Schools Minister Nick Gibb has been jeered and heckled by teachers as he sought to defend the Government’s controversial plan to force all schools to become academies.
There were shouts of “total c**p” and “b*****ks” as he addressed delegates at the Association of Teachers and Lecturers’ annual conference in Liverpool on the subject..
At one stage Gerard Kelly, former editor of the Times Educational Supplement – who was interviewing Mr Gibb for the conference – had to intervene and ask the teachers to be “polite”.
Mr Gibb sought to defend the plans – under which every school will become an academy by 2022 – by saying it was an attempt to introduce a “professionally led system” of education where schools were run by multi-academy trusts. His comments sparked cries of “shame” and “b*****ks”.
When Mr Kelly asked Mr Gibb if he accepted there was no evidence that academies performed better than local authority schools, there was wild applause from delegates. Mr Gibb said: “Headteachers who run academies would beg to differ.” This was greeted by a shout of “oh,no, they wouldn’t.”
Mr Gibb then argued that the Government had to move towards academisation because a number of local authorities now had so few schools under their oversight that it was impossible for them to have the resources to look after them.
Mr Kelly drew applause when he said he did not understand “why a good local authority school that’s doing well should have to become an academy”. Mr Gibb countered by saying that there was nothing to stop a local authority becoming a multi-academy trust which prompted a cry of “total c***p” from one delegate.
Later, when the duo went on to discuss teachers’ workload in the wake of an ATL survey yesterday showing eight out of 10 teachers were contemplating leaving the profession Mr Gibb provoked laughter and cries of “really?” when he said: “We’re taking the workload issue really seriously.”
He went on: “We asked people what are the drivers of workload”. This was followed by cries of “the Tory government” to which Mr Gibb replied it had happened under the Coalition.
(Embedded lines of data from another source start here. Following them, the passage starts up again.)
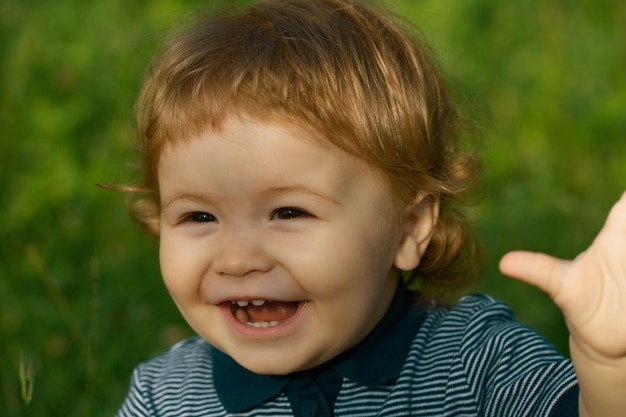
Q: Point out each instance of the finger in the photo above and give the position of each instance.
(540, 270)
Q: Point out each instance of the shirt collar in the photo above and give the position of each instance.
(377, 360)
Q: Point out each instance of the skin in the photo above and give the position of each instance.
(259, 211)
(591, 292)
(269, 211)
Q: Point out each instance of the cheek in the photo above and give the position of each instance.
(176, 268)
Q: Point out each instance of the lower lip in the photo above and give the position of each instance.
(281, 329)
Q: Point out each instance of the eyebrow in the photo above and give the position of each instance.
(275, 191)
(182, 196)
(303, 190)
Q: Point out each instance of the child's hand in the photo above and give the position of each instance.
(591, 292)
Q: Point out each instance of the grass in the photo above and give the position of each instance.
(81, 300)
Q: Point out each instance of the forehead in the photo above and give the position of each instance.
(266, 155)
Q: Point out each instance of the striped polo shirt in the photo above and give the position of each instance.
(473, 359)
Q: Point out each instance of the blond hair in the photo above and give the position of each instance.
(345, 69)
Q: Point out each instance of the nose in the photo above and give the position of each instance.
(241, 253)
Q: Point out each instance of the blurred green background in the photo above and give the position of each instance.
(81, 301)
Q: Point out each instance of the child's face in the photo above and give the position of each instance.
(269, 212)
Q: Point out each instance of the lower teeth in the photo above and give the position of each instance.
(262, 323)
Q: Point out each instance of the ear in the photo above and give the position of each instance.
(420, 217)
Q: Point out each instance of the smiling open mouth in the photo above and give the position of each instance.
(263, 313)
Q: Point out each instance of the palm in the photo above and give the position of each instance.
(590, 290)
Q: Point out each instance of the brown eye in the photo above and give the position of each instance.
(287, 213)
(200, 217)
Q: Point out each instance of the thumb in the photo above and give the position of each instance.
(538, 269)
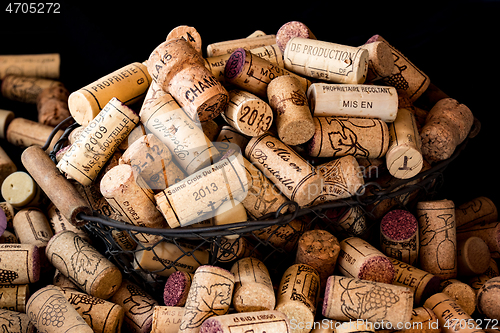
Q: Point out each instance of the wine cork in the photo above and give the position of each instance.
(98, 142)
(137, 305)
(212, 286)
(252, 73)
(326, 61)
(167, 319)
(461, 293)
(197, 197)
(405, 75)
(480, 210)
(180, 70)
(342, 179)
(127, 84)
(253, 288)
(422, 283)
(229, 46)
(20, 190)
(359, 259)
(298, 293)
(293, 175)
(380, 60)
(437, 238)
(248, 113)
(292, 29)
(473, 256)
(14, 297)
(38, 65)
(25, 89)
(131, 196)
(102, 316)
(340, 136)
(447, 125)
(16, 321)
(404, 158)
(187, 33)
(52, 105)
(187, 142)
(352, 299)
(353, 100)
(293, 116)
(50, 312)
(177, 288)
(261, 321)
(166, 258)
(399, 236)
(6, 117)
(83, 264)
(24, 133)
(487, 299)
(19, 263)
(451, 317)
(58, 189)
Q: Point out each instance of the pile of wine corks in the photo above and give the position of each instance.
(186, 139)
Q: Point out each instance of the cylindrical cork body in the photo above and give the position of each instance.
(341, 179)
(451, 317)
(151, 159)
(326, 61)
(197, 197)
(39, 65)
(298, 293)
(340, 136)
(405, 75)
(166, 258)
(50, 312)
(437, 238)
(293, 117)
(25, 89)
(399, 236)
(320, 250)
(293, 175)
(83, 264)
(487, 299)
(180, 70)
(359, 259)
(351, 299)
(446, 126)
(404, 158)
(128, 84)
(57, 188)
(19, 263)
(137, 305)
(24, 133)
(253, 288)
(98, 141)
(177, 288)
(14, 297)
(260, 321)
(248, 113)
(353, 100)
(209, 283)
(480, 210)
(127, 193)
(423, 284)
(189, 145)
(102, 316)
(252, 73)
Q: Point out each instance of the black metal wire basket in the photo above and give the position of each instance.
(272, 238)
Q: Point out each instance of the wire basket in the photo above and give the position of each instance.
(272, 238)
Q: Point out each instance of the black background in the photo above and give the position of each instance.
(453, 42)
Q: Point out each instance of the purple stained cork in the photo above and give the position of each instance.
(177, 288)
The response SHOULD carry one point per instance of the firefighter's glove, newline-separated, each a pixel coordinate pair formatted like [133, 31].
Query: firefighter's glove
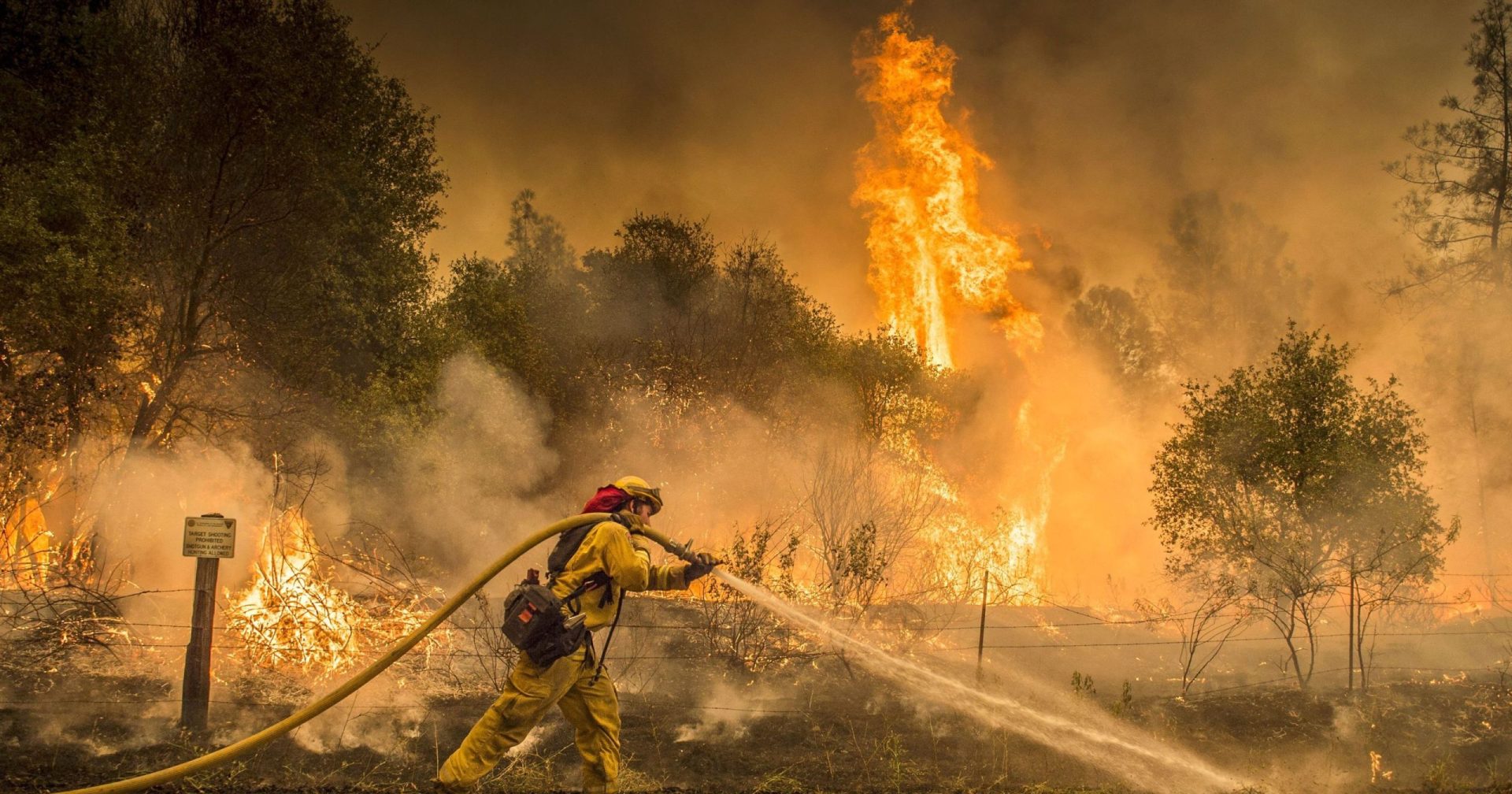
[700, 566]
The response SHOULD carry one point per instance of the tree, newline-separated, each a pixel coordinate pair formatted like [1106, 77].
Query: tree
[867, 510]
[289, 191]
[72, 295]
[1459, 176]
[1285, 478]
[1206, 625]
[1225, 288]
[1461, 170]
[1119, 333]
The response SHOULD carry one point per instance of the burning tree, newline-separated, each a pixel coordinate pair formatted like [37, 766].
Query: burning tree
[1285, 481]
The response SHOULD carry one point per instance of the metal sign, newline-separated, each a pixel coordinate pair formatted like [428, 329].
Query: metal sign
[209, 536]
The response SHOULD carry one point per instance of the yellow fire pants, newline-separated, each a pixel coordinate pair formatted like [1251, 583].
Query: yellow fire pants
[590, 707]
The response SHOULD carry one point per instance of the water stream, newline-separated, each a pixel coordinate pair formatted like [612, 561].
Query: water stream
[1073, 728]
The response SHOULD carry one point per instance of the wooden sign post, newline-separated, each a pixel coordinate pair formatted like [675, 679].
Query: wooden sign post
[208, 537]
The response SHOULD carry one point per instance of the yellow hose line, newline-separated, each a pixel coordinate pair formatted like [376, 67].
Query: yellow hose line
[356, 682]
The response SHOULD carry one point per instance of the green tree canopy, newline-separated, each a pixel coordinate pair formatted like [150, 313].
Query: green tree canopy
[1285, 478]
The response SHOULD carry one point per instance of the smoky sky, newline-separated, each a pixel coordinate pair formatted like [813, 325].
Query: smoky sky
[1098, 115]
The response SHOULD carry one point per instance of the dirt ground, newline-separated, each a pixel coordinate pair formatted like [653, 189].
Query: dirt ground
[847, 734]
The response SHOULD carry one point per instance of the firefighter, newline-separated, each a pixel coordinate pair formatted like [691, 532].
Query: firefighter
[608, 555]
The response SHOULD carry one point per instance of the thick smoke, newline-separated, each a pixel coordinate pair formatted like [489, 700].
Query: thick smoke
[1101, 118]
At the end of the session, though, Mr Gibb won sympathetic applause after he had said: “I’m absolutely aware of the huge change that the five years of reform that are now really coming into force have presented to you.” he accepted the primary school curriculum was”significantly harder and more demanding than in the past”. Mr Kelly won applause when he suggested it was “daft and vindicate” to change the tests for 11-year-olds so that a talented pupil who passed with flying colours last year only scored 22 out of 50 when she took this year’s test, adding it meant “a talented child had become a failure”.
Afterwards, Lucy Powell, Labour’s Shadow Secretary of State, who was addressing the conference, pledge to join forces with teachers’ leaders and Conservative backbenchers who were fighting te academies’ plan. At the weekend, Graham Brady, Conservative MP and chairman of the powerful 1922 committee of backbench MPs came out against the plan, saying it would transfer schools to unaccountable “bureaucracies”.